Lebih lanjut, ia menjelaskan bahwa banyak sekali arsip sejarah yang dicatat dalam bahasa Jawa, seperti ilmu arkeologi, filsafat, bahkan agama yang dikembangkan dalam bahasa Jawa. Pengajaran bahasa Jawa sejak dini menurut Ratu Hemas, membantu perkembangan otak manusia. Hal ini dikarenakan bahasa Jawa sebenarnya mengajarkan lebih dari satu bahasa anak. Ada bahasa Jawa Ngoko yang digunakan untuk pergaulan sehari-hari, ada bahasa Jawa Kromo untuk berkomunikasi dengan orang yang lebih tua. “Dengan demikian, setiap orang Jawa akan menjadi orang yang memiliki kemampuan bilingual,” tegasnya.

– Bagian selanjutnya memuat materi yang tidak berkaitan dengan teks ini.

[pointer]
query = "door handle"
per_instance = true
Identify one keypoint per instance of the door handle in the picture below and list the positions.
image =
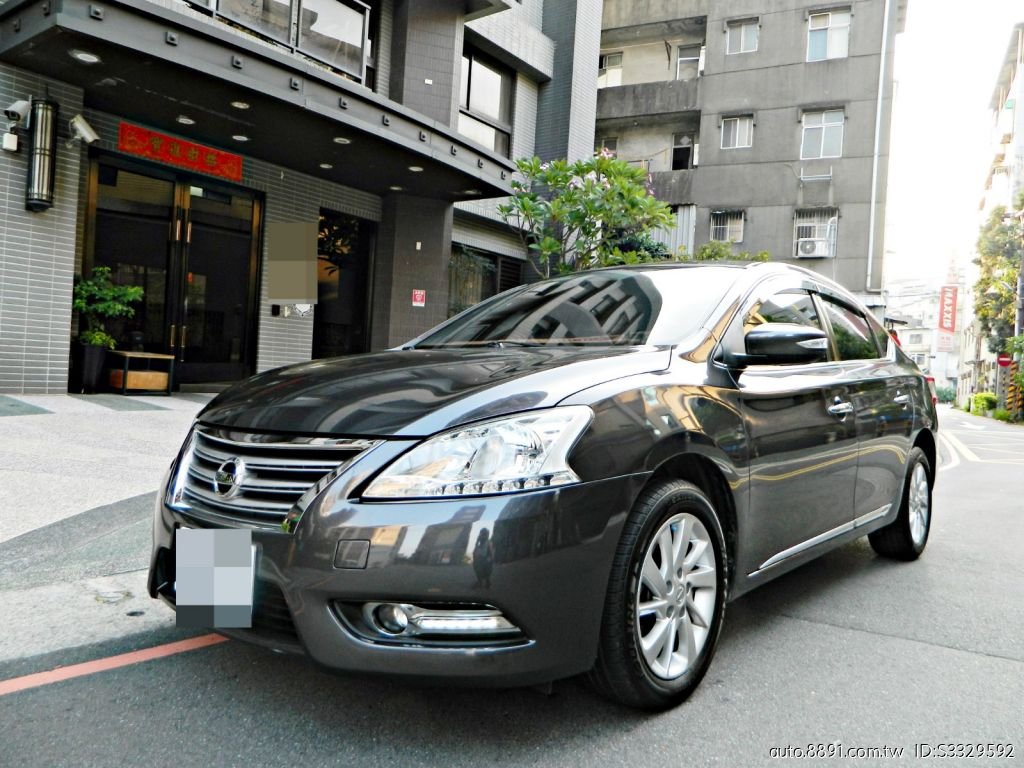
(839, 408)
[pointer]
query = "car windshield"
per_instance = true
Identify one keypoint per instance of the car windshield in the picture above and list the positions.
(599, 308)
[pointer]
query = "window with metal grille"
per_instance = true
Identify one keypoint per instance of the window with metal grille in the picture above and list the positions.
(683, 152)
(828, 35)
(737, 132)
(608, 143)
(727, 226)
(822, 134)
(741, 36)
(687, 61)
(609, 70)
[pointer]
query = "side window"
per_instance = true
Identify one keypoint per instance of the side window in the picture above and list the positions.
(882, 337)
(785, 306)
(854, 340)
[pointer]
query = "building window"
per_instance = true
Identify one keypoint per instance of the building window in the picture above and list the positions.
(608, 143)
(335, 33)
(741, 36)
(727, 226)
(828, 35)
(687, 61)
(474, 275)
(485, 103)
(815, 231)
(822, 134)
(683, 152)
(609, 71)
(737, 132)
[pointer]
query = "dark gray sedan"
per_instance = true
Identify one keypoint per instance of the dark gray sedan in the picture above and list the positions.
(573, 476)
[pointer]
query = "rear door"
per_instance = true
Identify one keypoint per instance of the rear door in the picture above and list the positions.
(883, 398)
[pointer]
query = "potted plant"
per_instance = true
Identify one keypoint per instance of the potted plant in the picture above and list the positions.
(97, 299)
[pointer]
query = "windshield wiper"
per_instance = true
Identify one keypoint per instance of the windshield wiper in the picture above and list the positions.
(513, 343)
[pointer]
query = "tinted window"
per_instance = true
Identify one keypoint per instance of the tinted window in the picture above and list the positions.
(790, 306)
(882, 337)
(657, 306)
(854, 340)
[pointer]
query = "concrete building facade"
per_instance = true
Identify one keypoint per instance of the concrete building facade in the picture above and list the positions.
(764, 124)
(232, 147)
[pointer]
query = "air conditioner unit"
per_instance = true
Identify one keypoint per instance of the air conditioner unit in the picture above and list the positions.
(813, 248)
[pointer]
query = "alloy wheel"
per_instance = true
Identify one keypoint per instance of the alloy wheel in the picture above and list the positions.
(675, 598)
(919, 504)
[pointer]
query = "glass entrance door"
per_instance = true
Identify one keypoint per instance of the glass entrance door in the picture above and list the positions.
(192, 246)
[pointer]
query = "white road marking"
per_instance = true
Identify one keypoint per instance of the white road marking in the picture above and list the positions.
(961, 448)
(954, 461)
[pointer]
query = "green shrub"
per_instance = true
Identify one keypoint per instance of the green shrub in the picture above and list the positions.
(984, 401)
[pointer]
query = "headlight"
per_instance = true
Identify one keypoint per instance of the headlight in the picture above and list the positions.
(498, 457)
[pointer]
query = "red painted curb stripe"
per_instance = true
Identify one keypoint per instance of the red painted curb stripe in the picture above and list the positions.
(102, 665)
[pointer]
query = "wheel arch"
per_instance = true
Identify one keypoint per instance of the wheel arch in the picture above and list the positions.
(702, 472)
(926, 441)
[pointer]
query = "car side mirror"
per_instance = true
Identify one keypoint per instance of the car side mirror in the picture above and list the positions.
(781, 344)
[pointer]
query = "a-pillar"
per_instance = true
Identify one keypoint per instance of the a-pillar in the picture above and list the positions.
(414, 246)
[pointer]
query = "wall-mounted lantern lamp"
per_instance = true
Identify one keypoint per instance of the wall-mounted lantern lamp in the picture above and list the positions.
(42, 155)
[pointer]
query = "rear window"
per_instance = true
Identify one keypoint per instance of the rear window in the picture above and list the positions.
(599, 308)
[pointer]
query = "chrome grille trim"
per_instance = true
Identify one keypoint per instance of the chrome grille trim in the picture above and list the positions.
(281, 472)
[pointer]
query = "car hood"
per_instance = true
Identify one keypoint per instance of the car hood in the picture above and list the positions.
(417, 392)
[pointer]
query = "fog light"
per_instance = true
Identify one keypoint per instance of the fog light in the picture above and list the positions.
(391, 619)
(416, 621)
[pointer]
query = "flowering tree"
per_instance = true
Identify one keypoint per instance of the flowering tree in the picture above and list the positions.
(593, 212)
(1000, 247)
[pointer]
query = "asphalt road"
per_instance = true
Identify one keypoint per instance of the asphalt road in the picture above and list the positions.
(850, 652)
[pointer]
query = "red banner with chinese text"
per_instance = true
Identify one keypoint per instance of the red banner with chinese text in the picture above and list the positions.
(153, 145)
(947, 308)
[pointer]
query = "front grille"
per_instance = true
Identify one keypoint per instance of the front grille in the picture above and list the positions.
(278, 472)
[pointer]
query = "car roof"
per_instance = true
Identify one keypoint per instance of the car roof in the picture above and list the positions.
(754, 272)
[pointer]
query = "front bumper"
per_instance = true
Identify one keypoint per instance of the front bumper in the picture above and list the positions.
(552, 553)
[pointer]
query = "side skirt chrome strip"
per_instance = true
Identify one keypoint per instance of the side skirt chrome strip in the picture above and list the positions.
(822, 538)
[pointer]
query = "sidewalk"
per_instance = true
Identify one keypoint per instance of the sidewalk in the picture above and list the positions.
(62, 455)
(78, 481)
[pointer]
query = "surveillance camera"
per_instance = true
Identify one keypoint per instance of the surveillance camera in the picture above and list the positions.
(17, 111)
(82, 130)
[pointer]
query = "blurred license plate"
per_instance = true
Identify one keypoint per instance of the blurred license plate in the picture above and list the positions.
(215, 571)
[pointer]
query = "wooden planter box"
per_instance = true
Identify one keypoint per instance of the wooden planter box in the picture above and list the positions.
(135, 373)
(138, 380)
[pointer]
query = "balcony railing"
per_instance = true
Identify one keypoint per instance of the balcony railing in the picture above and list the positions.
(647, 98)
(332, 32)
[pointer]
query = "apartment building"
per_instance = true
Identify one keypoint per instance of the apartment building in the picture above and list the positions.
(1004, 184)
(765, 124)
(199, 148)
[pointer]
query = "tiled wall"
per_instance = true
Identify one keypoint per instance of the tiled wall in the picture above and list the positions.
(37, 251)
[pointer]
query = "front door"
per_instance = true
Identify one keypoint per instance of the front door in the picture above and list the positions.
(192, 246)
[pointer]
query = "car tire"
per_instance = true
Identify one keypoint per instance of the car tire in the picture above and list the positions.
(904, 539)
(660, 627)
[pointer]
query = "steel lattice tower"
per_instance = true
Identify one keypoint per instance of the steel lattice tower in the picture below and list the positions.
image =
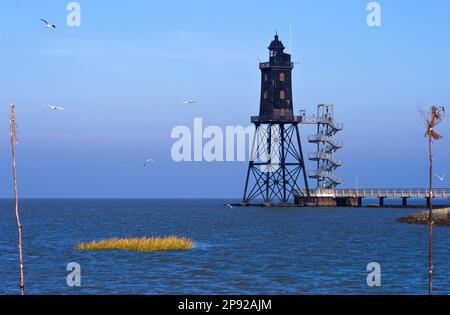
(276, 163)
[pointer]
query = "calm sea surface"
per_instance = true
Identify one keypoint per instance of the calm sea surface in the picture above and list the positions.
(238, 251)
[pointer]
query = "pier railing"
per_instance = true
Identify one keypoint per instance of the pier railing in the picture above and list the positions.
(376, 193)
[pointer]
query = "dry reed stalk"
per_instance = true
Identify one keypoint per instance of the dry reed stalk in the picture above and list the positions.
(431, 119)
(16, 195)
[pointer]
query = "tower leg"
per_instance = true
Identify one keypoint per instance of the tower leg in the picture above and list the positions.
(302, 160)
(250, 165)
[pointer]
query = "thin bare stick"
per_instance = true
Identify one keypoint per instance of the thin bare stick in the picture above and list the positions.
(431, 119)
(16, 195)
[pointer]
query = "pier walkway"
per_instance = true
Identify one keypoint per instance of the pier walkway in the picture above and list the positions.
(353, 197)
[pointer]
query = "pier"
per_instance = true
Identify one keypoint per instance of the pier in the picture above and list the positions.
(354, 197)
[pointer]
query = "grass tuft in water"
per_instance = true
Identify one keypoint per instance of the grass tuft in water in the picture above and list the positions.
(143, 244)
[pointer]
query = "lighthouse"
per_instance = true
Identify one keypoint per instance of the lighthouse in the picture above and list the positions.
(276, 166)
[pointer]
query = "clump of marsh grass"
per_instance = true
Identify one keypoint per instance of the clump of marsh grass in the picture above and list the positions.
(143, 244)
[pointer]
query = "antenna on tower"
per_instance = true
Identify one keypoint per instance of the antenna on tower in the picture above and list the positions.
(290, 38)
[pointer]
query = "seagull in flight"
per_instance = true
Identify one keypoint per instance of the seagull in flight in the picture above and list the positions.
(48, 25)
(54, 107)
(149, 161)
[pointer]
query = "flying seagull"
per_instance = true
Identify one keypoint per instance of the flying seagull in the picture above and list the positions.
(54, 107)
(48, 25)
(148, 162)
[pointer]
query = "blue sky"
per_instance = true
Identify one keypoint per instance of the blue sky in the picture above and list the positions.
(124, 74)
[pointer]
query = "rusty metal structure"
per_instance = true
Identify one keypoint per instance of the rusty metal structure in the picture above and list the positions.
(325, 155)
(276, 164)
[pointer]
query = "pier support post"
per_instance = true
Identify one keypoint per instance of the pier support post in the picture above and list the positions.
(404, 202)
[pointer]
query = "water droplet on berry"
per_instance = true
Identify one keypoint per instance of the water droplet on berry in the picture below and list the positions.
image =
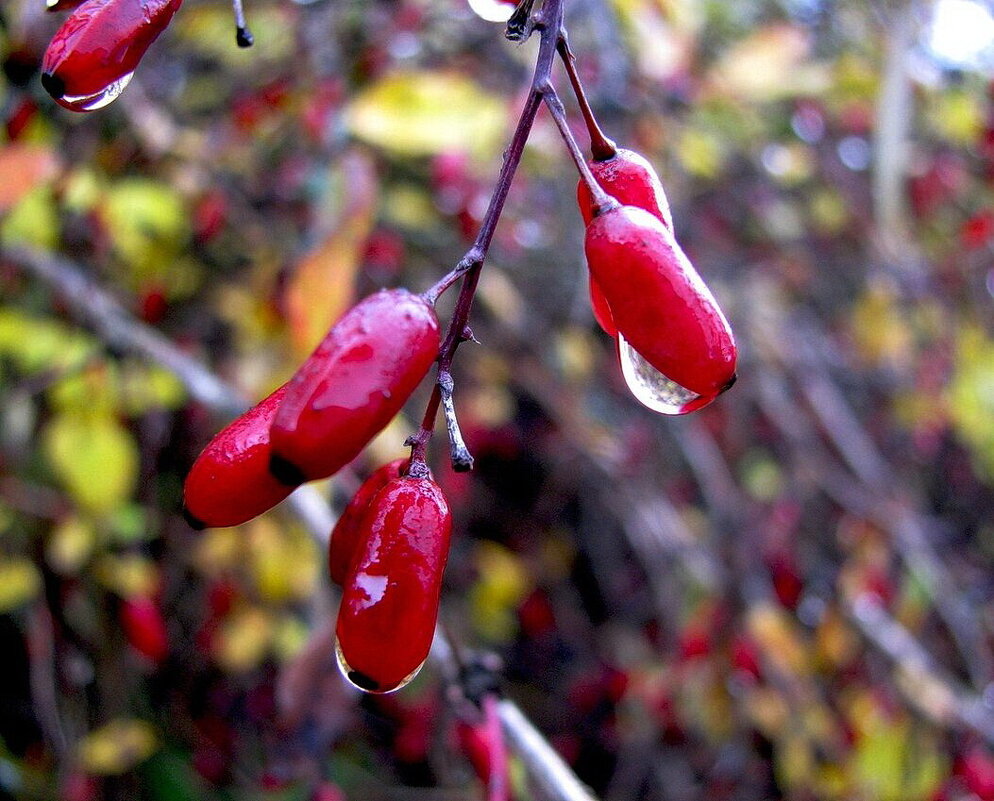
(493, 10)
(653, 389)
(366, 683)
(98, 100)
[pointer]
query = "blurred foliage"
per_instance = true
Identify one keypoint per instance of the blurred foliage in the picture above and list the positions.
(676, 602)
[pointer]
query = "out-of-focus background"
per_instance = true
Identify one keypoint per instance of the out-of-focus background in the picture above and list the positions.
(785, 595)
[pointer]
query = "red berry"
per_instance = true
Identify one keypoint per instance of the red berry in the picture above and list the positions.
(602, 312)
(99, 46)
(659, 302)
(631, 180)
(145, 628)
(353, 384)
(390, 600)
(345, 534)
(483, 744)
(230, 481)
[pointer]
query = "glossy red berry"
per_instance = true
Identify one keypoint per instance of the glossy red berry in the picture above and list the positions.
(631, 180)
(390, 600)
(659, 302)
(145, 628)
(602, 312)
(62, 5)
(230, 482)
(353, 384)
(345, 534)
(92, 56)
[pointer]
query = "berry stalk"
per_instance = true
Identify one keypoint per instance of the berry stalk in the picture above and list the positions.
(550, 24)
(602, 200)
(601, 147)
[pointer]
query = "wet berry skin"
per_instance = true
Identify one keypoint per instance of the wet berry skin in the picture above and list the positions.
(353, 384)
(391, 593)
(659, 302)
(345, 534)
(230, 482)
(100, 43)
(631, 180)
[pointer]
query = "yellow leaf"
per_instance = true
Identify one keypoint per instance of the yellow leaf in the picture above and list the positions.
(94, 457)
(424, 113)
(778, 638)
(69, 545)
(971, 397)
(117, 747)
(323, 285)
(769, 64)
(244, 640)
(19, 583)
(33, 221)
(35, 344)
(128, 575)
(148, 225)
(284, 561)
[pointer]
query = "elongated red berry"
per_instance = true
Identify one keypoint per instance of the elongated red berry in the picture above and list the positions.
(345, 534)
(230, 482)
(93, 55)
(353, 384)
(145, 627)
(631, 180)
(659, 302)
(390, 599)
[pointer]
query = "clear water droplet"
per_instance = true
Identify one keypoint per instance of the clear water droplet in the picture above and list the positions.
(493, 10)
(653, 389)
(99, 99)
(365, 683)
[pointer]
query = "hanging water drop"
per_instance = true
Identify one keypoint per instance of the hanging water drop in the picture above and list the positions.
(366, 683)
(97, 100)
(653, 389)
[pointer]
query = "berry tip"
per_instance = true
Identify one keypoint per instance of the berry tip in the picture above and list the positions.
(285, 472)
(244, 37)
(193, 522)
(54, 85)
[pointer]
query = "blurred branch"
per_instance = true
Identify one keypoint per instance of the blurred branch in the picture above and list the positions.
(882, 500)
(890, 144)
(91, 303)
(923, 684)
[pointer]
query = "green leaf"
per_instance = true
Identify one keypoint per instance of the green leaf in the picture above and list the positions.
(35, 344)
(424, 113)
(20, 582)
(33, 221)
(148, 225)
(94, 457)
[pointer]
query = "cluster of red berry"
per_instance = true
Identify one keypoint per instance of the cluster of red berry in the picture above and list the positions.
(389, 548)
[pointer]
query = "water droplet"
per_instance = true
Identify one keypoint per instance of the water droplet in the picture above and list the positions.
(99, 99)
(366, 683)
(653, 389)
(493, 10)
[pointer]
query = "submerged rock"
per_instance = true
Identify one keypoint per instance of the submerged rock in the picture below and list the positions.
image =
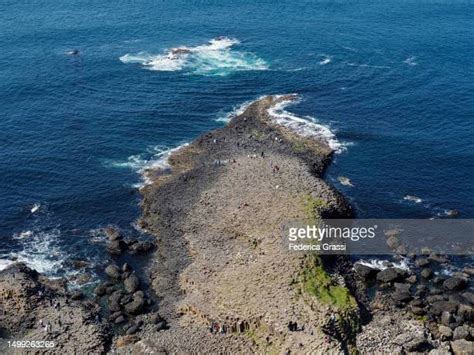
(140, 247)
(131, 283)
(113, 271)
(391, 274)
(116, 247)
(462, 347)
(137, 304)
(454, 283)
(366, 272)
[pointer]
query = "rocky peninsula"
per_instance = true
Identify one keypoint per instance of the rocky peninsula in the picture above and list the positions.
(219, 281)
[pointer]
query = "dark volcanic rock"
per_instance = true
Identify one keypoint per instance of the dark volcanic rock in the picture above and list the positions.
(454, 283)
(126, 267)
(119, 319)
(422, 262)
(461, 332)
(469, 296)
(426, 273)
(112, 233)
(366, 272)
(140, 247)
(393, 242)
(418, 344)
(462, 347)
(131, 283)
(446, 318)
(100, 290)
(132, 330)
(439, 307)
(77, 295)
(136, 306)
(115, 247)
(161, 325)
(113, 271)
(466, 313)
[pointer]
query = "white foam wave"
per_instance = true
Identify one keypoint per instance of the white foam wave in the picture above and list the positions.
(379, 264)
(217, 57)
(305, 126)
(35, 208)
(40, 251)
(236, 111)
(326, 60)
(145, 164)
(412, 198)
(410, 61)
(368, 66)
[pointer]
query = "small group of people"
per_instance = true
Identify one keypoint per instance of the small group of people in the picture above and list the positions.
(216, 328)
(45, 325)
(292, 326)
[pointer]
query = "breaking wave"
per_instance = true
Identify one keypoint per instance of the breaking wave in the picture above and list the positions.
(217, 57)
(156, 158)
(380, 264)
(305, 126)
(40, 251)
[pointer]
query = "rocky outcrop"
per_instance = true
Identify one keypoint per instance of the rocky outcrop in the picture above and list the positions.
(31, 309)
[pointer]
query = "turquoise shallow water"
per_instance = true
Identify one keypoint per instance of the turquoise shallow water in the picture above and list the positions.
(391, 79)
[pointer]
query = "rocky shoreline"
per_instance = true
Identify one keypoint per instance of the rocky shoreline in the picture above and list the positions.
(219, 280)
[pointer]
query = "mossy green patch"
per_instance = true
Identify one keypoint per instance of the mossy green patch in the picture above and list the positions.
(313, 207)
(316, 282)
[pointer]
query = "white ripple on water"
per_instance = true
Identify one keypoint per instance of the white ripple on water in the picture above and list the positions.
(40, 251)
(215, 58)
(306, 126)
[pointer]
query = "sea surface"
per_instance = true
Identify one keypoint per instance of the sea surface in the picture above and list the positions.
(90, 95)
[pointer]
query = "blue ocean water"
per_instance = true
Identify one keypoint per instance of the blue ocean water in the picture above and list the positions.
(391, 79)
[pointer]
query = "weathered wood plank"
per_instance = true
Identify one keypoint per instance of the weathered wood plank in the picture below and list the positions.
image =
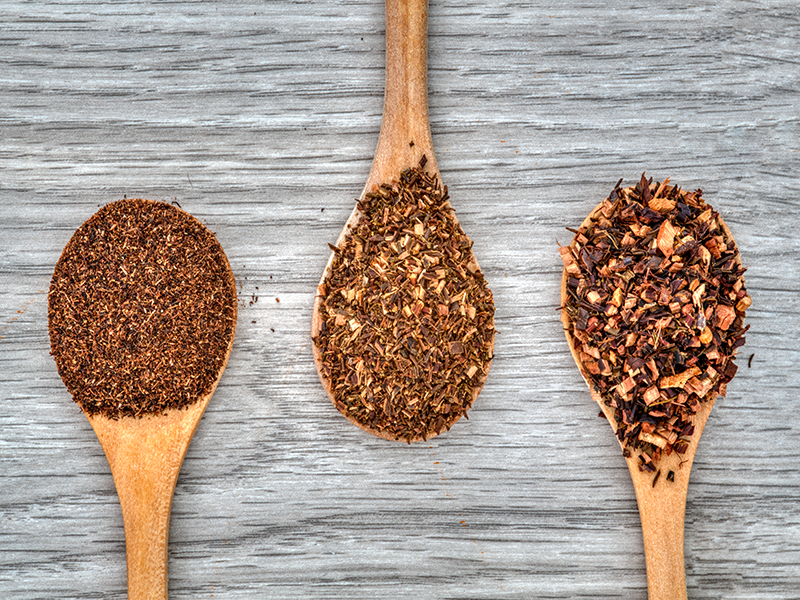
(261, 119)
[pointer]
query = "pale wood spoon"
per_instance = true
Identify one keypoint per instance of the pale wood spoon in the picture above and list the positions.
(405, 135)
(145, 454)
(662, 508)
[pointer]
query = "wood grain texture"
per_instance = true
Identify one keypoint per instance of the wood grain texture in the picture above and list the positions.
(261, 119)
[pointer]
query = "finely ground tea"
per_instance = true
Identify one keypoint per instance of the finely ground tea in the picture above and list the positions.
(407, 329)
(142, 310)
(654, 310)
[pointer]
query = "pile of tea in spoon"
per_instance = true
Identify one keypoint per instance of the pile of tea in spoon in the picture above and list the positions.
(403, 324)
(654, 307)
(142, 316)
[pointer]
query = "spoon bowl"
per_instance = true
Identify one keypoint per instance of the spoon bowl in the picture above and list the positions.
(661, 496)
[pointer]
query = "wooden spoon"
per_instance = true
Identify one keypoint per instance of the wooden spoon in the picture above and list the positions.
(405, 135)
(145, 452)
(661, 507)
(145, 455)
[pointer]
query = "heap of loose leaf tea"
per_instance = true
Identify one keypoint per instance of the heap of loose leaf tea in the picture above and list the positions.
(407, 329)
(142, 310)
(655, 302)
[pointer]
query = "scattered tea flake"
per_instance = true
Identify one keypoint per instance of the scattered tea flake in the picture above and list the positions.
(655, 304)
(424, 345)
(142, 309)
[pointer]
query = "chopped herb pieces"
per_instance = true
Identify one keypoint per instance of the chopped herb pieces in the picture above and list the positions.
(654, 309)
(407, 321)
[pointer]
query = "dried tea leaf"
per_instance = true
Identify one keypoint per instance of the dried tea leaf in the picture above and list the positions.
(650, 283)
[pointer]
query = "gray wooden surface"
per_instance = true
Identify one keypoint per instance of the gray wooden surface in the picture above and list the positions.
(260, 118)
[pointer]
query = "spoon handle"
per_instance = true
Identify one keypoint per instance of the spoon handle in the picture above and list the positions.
(405, 129)
(662, 510)
(145, 455)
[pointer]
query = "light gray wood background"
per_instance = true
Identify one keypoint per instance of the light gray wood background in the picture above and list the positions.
(260, 118)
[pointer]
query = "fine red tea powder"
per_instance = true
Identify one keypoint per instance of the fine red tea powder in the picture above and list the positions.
(142, 310)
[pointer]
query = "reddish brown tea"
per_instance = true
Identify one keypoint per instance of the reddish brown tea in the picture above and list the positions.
(654, 310)
(142, 310)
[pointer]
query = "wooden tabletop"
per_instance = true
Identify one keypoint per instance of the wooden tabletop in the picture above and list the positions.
(260, 119)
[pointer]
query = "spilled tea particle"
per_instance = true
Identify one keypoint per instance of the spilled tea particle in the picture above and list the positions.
(407, 330)
(142, 309)
(654, 311)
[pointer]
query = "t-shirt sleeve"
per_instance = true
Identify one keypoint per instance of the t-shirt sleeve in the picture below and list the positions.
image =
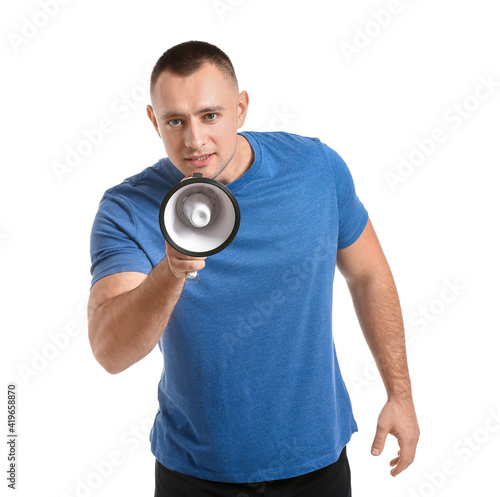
(353, 215)
(113, 242)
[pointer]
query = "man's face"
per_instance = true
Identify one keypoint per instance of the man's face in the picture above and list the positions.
(197, 118)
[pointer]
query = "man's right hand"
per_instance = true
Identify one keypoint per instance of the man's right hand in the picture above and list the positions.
(181, 264)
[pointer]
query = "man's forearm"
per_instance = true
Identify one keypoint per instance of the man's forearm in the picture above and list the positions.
(379, 313)
(127, 327)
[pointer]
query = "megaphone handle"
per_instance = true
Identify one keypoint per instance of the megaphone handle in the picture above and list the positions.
(190, 277)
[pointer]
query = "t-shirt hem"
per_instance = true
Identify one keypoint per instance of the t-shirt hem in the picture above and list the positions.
(260, 476)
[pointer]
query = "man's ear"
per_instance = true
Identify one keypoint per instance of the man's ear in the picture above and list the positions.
(242, 108)
(152, 117)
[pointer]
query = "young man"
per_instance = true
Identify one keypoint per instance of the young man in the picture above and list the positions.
(251, 398)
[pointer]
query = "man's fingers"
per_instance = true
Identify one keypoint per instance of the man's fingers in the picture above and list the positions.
(379, 441)
(407, 454)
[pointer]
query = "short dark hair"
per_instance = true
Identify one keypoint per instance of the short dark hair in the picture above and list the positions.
(186, 58)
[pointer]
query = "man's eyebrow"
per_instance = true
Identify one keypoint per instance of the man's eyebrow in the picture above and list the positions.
(204, 110)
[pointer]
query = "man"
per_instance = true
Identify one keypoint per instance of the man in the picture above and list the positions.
(251, 399)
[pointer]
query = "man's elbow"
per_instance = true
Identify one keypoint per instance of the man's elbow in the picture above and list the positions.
(104, 357)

Selain itu, bahasa Jawa diajarkan sejalan dengan budaya Jawa. Dengan mengajarkan bahasa Jawa, secara tidak langsung anak-anak juga belajar sopan santun dan bertutur kata dengan baik. Ratu Hemas menjelaskan bahwa penanaman sikap dan karakter manusia diberikan melalui pengajaran bahasa Jawa. Semakin banyak kosakata bahasa Jawa yang dimengerti oleh anak, maka akan semakin baik tingkah lakunya, dan semangkin tinggi budi pekerti dan budi bahasanya. Dalam pengajaran lanjutan, juga diajarkan ilmu bahasa dan budaya yang lebih tinggi termasuk aksara jawa, alat musik, pakaian adat, dan upacara tradisional.

Sayangnya, Ratu Hemas melihat adanya kecenderungan generasi muda lebih lancar berbahasa Inggris daripada bahasa Jawa. Generasi Z kata dia, lebih senang mempelajari bahasa Jepang, Korea, dan Prancis. Untuk itu, ia juga mendorong agar Balai Bahasa Yogyakarta, seniman, dan sastrawan untuk menciptakan karya atau publikasi ilmiah dalam bahasa Jawa sehingga bisa dinikmati oleh kaum muda. “Semoga makin banyak kegiatan yang mempertahankan budaya dan tradisinya,” harapnya.